135 In Codelfa, the High Court declined to imply a term into a construction contract because it was impossible to say, with any degree of certainty, what the term would have said. In this case, it is by no means clear that it is the proposed term which the parties would have agreed on, in the event that they agreed to there being a fair selection process. Counsel for the plaintiff submits that, if the Court considers the proposed term to lack clarity, it may substitute a term that does. With respect, it is the lack of clarity which itself which prevents the proposed term or any other term differently express, from being implied into the contract. Because the terms of an agreement to conduct a fair selection process may take innumerable forms, and hence lack the necessary clarity, the only term which is capable of clear expression is a general term of fairness in complying with the defendant's obligations under the Constitution. However, the problem with taking that approach is twofold. First, it would be necessary to also imply a selection process for one type or all types of members before the implication of a general requirement of fairness would have a sphere of operation which would assist the plaintiff in her claim. Secondly, both a general requirement of fairness and a selection process would not, in my opinion, meet the other criteria for the implication of a contractual term.

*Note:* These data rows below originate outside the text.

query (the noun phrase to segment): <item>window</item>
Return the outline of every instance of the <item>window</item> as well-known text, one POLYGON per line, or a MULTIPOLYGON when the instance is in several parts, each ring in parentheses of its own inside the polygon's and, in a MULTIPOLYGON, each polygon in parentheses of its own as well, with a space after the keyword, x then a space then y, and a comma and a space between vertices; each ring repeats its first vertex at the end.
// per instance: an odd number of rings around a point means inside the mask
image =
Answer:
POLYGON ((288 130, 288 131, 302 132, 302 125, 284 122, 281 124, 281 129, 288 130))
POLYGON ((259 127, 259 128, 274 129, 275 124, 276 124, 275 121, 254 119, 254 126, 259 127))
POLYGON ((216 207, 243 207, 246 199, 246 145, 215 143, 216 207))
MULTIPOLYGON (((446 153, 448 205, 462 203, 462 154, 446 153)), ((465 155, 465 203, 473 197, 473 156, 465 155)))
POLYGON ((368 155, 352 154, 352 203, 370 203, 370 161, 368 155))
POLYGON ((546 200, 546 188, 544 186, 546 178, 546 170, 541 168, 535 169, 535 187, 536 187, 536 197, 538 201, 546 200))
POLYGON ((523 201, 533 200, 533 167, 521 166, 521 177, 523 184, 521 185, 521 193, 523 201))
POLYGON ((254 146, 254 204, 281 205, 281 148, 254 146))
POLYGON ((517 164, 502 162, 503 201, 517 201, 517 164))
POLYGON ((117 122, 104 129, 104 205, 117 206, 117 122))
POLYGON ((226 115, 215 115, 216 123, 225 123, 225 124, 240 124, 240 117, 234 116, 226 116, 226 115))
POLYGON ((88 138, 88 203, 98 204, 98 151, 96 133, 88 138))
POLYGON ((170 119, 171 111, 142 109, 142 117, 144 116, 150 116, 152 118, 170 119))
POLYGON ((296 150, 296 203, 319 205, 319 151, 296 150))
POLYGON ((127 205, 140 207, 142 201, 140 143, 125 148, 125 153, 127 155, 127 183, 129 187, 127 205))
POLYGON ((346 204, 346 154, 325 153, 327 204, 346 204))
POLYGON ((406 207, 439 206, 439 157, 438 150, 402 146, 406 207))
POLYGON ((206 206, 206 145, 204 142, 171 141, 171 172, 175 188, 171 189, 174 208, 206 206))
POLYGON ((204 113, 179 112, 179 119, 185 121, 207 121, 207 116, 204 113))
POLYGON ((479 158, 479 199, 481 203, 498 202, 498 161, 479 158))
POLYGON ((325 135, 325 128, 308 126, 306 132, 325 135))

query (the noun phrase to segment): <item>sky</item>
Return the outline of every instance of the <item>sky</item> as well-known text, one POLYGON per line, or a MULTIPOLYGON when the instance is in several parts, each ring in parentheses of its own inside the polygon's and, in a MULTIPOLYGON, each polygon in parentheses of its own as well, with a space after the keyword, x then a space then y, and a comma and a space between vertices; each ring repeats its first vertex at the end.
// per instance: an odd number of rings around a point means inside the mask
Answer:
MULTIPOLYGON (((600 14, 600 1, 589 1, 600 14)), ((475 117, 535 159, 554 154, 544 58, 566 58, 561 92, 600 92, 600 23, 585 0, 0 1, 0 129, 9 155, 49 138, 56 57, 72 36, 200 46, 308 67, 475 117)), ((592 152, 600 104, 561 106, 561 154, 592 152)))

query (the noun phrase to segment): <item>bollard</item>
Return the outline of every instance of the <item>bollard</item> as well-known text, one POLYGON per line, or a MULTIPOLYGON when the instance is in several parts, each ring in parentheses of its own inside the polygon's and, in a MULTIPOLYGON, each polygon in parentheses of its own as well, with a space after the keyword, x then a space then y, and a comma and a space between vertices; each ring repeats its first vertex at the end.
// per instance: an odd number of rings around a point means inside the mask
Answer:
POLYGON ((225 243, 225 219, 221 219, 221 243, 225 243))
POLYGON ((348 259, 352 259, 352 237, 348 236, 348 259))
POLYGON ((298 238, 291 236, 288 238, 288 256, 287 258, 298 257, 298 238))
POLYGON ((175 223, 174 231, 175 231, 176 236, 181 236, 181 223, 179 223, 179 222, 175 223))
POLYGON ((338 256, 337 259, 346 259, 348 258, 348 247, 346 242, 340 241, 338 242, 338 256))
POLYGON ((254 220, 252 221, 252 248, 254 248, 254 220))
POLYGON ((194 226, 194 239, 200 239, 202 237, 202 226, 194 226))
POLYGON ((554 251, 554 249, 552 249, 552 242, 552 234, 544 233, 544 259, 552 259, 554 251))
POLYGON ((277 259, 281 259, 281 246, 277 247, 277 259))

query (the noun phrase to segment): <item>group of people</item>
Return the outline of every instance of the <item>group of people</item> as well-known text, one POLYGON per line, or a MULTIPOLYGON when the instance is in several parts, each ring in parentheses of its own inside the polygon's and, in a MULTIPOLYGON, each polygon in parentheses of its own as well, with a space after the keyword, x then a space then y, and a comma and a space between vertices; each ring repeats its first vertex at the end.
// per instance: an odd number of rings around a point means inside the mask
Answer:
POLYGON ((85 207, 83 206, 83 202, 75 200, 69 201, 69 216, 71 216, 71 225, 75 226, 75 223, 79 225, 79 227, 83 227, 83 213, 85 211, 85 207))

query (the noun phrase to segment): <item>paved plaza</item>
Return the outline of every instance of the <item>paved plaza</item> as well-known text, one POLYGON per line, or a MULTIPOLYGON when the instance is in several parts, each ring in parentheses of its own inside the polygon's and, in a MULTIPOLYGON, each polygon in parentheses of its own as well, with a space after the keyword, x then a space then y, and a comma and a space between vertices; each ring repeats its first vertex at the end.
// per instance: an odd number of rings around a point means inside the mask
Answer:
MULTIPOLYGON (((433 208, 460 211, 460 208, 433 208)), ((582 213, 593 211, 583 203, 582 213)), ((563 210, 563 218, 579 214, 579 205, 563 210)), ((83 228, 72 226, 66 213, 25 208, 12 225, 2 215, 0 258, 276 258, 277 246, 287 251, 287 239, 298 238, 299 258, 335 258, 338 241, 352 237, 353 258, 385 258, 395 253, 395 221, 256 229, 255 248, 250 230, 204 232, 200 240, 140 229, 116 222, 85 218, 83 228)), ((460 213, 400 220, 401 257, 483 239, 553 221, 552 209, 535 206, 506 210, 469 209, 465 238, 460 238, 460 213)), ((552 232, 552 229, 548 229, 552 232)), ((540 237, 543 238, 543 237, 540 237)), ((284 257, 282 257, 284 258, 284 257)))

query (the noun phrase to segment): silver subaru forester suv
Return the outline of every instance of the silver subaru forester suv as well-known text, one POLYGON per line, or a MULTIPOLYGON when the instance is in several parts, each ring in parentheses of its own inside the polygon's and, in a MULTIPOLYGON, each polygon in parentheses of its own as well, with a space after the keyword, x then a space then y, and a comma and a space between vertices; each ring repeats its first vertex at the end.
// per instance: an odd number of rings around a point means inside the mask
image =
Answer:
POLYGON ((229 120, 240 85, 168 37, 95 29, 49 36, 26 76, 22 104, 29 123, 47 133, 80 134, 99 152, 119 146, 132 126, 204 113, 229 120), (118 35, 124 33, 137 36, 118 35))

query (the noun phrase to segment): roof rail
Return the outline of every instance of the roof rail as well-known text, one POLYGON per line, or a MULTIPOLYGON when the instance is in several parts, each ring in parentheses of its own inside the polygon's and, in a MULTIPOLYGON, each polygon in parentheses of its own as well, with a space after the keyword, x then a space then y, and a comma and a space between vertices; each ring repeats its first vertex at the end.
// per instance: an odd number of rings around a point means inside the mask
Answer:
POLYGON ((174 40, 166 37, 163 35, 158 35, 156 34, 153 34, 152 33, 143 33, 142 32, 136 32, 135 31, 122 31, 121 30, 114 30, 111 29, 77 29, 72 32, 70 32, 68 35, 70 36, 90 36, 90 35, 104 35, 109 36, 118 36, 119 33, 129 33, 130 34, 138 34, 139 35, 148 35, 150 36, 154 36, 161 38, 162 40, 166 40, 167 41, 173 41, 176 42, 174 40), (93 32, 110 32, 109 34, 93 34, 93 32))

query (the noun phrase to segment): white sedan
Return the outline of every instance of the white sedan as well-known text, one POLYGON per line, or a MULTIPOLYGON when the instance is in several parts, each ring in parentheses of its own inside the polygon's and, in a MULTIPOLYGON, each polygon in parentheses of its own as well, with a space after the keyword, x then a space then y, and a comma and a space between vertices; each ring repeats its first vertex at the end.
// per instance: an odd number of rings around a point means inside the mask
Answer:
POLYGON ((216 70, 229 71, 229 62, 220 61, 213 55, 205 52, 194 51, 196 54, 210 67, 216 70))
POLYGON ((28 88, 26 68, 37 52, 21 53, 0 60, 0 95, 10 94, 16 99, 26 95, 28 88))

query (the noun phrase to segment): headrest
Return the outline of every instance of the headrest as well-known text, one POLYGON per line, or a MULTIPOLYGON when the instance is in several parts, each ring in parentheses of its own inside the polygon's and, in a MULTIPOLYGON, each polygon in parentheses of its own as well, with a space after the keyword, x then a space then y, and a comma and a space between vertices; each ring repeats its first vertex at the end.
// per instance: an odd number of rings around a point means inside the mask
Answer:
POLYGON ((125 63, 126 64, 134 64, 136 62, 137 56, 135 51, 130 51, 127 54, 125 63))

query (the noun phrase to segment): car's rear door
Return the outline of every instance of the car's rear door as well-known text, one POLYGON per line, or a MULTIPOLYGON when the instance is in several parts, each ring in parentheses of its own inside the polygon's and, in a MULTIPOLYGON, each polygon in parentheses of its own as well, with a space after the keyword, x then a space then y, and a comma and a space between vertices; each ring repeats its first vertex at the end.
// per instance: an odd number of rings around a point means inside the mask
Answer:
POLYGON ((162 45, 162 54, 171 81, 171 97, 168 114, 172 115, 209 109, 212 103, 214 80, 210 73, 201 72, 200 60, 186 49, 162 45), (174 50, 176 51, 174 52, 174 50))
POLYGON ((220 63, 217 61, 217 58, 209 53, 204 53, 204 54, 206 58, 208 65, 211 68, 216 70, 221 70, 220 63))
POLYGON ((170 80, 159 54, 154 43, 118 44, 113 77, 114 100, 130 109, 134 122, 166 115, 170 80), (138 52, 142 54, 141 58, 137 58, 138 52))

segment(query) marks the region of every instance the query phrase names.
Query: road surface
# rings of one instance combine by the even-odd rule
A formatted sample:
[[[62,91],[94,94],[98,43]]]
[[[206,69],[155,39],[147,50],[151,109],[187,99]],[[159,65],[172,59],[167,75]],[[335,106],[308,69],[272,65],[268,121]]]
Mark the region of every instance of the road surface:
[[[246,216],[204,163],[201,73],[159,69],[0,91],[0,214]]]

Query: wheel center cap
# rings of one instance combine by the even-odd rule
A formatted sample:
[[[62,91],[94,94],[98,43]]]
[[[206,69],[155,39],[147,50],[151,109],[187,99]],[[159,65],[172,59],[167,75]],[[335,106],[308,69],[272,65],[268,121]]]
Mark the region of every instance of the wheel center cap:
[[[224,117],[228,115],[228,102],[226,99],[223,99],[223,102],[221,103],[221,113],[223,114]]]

136 I remain unpersuaded that the term to be implied is capable of clear expression. The proposed term is no more than one of many ways to describe a fair selection process. As Aicken J observed in Codelfa (at 375), the different ways in which a term of this nature can be expressed are a matter of speculation and "are not a matter about which I can feel sufficient certainty to warrant the implication of a term".




Conclusion

137 For the reasons to which I have referred, I consider that the plaintiff has failed to establish the contractual term essential to her claim and the action must fail. It is, therefore, unnecessary for me to make findings on whether the defendant did indeed treat the plaintiff unfairly in failing to



(Page 45)
    select her in a women's pennants team or in failing to ensure that she was given the opportunity to play in such a team.

138 Finally, I would like to briefly refer to the time taken to deliver these reasons. Unfortunately, as a result of a lengthy illness I have had an extended absence from the Court which has led to a considerable delay between the hearing of the claim and delivering judgment. I acknowledge that such a delay is undesirable and, despite the fact that the circumstances were beyond my control, I sincerely regret the impact of that delay on the parties to the action. I am well aware that delay increases the stress on parties involved in litigation. However, in order to allay, as far as possible, the concerns of the parties in relation to whether the delay has impeded my ability to determine any factual matters, I would like to advise the parties that it is my practice on hearing an action to record, in some detail, my observations of the witnesses and, as far as possible, to draw some preliminary conclusions on the evidence of each witness. In addition to having a full transcript, the record that I made at the time has assisted me to make findings on the credibility of each witness and to draw conclusions on the accuracy of the evidence of each witness.